Joe Goldberg is in love with Beck (first name Guinevere, can’t blame her for going by her last name). So naturally, he tries to woo her and that starts with research. The kind of research that involves watching her and hacking her email, and that’s just for starters.

You, an absolutely brilliant debut (!) novel by Caroline Kepnes, is about Joe and his pursuit of Beck. It’s also about Beck and her friends, who we get to know intimately through their emails. It’s a story of obsessive love and it is in so many ways recognizable. Isn’t there an element of obsession every time you fall in love?

The book starts like this:

“You walk into the bookstore and keep your hand on the door to make sure it doesn’t slam. You smile, embarrassed to be a nice girl and your nails are square and your V-neck sweater is beige and it’s impossible to know if you’re wearing a bra but I don’t think that you are. You’re so clean that you’re dirty and you murmur your first words to me – hello – when most people would just pass by, but not you, in your loose pink jeans, pink spun from Charlotte’s Web and where did you come from?”

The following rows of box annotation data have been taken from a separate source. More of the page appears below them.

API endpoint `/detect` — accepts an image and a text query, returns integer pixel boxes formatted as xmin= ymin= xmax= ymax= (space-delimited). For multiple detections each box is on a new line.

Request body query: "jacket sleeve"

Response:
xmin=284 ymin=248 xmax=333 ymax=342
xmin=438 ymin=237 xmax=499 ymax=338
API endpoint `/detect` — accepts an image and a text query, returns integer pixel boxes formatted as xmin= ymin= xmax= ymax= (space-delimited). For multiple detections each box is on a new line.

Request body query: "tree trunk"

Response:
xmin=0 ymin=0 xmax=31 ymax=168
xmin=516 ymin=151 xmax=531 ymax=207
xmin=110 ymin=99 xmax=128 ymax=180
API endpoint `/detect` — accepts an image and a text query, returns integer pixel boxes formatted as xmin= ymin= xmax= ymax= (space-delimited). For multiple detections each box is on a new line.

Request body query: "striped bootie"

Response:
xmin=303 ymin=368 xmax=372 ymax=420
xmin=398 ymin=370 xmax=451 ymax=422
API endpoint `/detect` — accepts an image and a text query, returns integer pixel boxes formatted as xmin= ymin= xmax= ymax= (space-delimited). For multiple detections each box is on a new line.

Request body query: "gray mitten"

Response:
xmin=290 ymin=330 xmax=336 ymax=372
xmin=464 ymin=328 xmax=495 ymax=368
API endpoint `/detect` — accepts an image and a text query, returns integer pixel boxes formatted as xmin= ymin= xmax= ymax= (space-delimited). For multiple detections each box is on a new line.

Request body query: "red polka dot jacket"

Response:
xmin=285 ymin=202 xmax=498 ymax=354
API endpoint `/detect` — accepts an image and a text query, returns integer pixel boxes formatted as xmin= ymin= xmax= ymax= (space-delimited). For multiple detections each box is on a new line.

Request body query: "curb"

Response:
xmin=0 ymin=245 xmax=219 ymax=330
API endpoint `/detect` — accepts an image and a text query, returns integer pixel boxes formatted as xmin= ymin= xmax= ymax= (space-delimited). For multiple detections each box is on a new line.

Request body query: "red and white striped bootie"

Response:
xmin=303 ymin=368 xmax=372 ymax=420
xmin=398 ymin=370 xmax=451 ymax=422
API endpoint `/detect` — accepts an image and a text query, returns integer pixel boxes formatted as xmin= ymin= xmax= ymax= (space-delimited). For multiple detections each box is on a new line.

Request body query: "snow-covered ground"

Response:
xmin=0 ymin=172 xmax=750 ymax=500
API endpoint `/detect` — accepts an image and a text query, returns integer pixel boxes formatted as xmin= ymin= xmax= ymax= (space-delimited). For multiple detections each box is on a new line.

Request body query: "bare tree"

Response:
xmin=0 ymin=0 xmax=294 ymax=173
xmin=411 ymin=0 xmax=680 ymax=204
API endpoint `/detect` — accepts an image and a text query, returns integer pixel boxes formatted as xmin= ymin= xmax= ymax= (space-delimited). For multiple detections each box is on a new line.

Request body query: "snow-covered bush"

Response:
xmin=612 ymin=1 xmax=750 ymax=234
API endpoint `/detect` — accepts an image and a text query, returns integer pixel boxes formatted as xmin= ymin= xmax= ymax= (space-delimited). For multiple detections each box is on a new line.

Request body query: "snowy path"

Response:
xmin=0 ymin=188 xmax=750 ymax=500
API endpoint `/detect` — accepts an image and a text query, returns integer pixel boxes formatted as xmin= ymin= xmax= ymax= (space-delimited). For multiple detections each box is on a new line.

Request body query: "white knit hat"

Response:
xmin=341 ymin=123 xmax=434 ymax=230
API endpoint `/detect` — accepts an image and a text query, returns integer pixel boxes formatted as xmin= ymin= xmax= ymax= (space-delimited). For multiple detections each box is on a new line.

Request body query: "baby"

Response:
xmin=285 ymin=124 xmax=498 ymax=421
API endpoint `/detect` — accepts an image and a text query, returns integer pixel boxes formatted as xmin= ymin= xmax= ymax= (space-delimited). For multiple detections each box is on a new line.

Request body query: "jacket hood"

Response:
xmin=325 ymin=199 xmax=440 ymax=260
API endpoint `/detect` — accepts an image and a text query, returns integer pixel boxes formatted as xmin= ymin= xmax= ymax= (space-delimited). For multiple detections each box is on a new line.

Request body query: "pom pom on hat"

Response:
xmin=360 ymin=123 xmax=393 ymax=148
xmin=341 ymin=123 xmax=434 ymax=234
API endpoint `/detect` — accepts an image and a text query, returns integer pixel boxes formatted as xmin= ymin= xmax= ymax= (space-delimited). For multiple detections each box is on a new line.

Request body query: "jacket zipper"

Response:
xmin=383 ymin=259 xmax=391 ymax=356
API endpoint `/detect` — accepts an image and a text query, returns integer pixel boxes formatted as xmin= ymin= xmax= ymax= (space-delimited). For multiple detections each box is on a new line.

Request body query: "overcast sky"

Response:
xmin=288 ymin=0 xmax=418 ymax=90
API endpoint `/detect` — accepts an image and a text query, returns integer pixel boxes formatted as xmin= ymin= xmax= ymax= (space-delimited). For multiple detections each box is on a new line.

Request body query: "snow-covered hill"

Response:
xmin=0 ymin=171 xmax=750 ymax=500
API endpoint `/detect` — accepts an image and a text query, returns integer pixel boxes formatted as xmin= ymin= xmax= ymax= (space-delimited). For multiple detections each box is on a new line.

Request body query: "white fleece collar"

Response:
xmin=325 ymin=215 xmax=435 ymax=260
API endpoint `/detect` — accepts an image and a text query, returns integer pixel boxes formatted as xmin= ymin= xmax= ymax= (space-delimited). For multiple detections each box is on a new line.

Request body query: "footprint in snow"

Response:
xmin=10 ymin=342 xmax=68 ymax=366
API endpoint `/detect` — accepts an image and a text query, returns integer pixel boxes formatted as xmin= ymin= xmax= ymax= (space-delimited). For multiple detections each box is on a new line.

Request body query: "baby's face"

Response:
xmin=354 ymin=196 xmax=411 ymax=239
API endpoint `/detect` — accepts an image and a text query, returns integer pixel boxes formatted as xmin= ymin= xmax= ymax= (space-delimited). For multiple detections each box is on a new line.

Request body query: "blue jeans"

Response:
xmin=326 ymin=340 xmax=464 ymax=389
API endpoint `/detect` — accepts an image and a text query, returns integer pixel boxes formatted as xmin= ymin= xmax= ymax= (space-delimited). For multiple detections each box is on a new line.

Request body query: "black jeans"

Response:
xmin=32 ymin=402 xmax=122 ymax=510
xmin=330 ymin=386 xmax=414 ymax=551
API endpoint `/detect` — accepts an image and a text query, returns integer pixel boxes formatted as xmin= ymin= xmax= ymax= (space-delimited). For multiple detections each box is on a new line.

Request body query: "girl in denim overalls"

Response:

And right there, I was hooked.

The whole book is like that — it sounds like stream of consciousness, but it isn’t. Underneath this writing that describes exactly what Joe is thinking, which like with most of us can be a bit rambling, is the most pristinely tight writing. From a technical and artistic point of view, this author is one of the best I’ve ever read.

And it all gets much better by the narration in the audiobook. Read by Santino Fontana (such a great name), who appears to have been born to read this book. At no point does he falter, there are no re-reads that gets copied on top of the original, yet sounds sort of different. And more than that, he doesn’t read the book. He becomes Joe, embodies him, and this stream of consciousness writing sounds like Joe talking. Fontana’s inflections are perfection, disturbed, subtly conveying Joe’s emotions, whether he is smiling and happy, or enraged. Fontana also perfectly captures the accents of young women in the emails from Beck’s friends. And I could go on. I have read a lot of good audiobooks, but this man is at the very top.

Alternately creepy, chilling, and heartbreaking, You is one of the best audiobooks I have ever heard, and maybe one of the best books I’ve ever read. It does feel a bit weird to so highly recommend a book in which the protagonist is such a strange, disturbed man. And it is deeply strange to realize that you come to care about him, like him, forgetting how disturbed he is. And then you are reminded and that feels even stranger, but you can’t put the book down — it has sucked you in so deep that you need to know what happens next.

I devoured this book, and when it was over I was both relieved and disappointed. Relieved because of the intensity of the experience, and disappointed because it was hard to let go of a book that had been so amazing.